I’m in the midst of reading Charles Dickens’s Pickwick Papers. For years, I couldn’t stand Dickens’s wordiness — he makes it all too obvious that he got paid by the word — and I refused to even try to read his books. But there’s no real plot in Pickwick Papers, which means I don’t have to suffer through a hundred pages to find out how and if a character dies. And the wordiness of Pickwick Papers is devoted to anecdote, not to unbearably long descriptions of, say, the road from London to Paris. In short, unlike some of Dickens’s other books, Pickwick Papers doesn’t drag.

Not only that, but this is precisely the kind of book that I believe would make a good blog: memorable characters having episodic adventures, adventures which appear in a serialized format.
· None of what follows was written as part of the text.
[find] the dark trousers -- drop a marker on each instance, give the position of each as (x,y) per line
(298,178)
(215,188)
I’ve seen something like this trying to emerge in a few of the more adventurous blogs, but so far bloggers seem to think that blogging can only be non-fiction; or perhaps more to the point, no one with Dickens’s immense talent is yet writing a blog.

Yet why not? Why wouldn’t a modern-day Dickens write a blog instead of a print-based book? It is worth considering that technology allowed Dickens to write the way he did. Technical advances leading to cheaper printing and binding, and a more efficient distribution system, led to the serialized writing at which Dickens excelled. Perhaps in time the World Wide Web will produce its own literary geniuses to equal Dickens; though it seems to me that we have a long way to go.

In the mean time, I’m reading Pickwick Papers. While I’m reading it I’m not reading much of anything on the Web. Dickens’s book scratches whatever itch of mine was getting scratched by reading blogs.

2 thoughts on “Pickwick Papers

  1. Administrator

    Kim — I used to love “Waiter Rant.” But after a while I found it was too narrowly focused, and I found the regular characters just weren’t going anywhere, so I eventually stopped reading it. Since “Waiter Rant” is one of the better blogs, it seems to me that blogging (and bloggers) have a way to go before reaching Dickens’s level.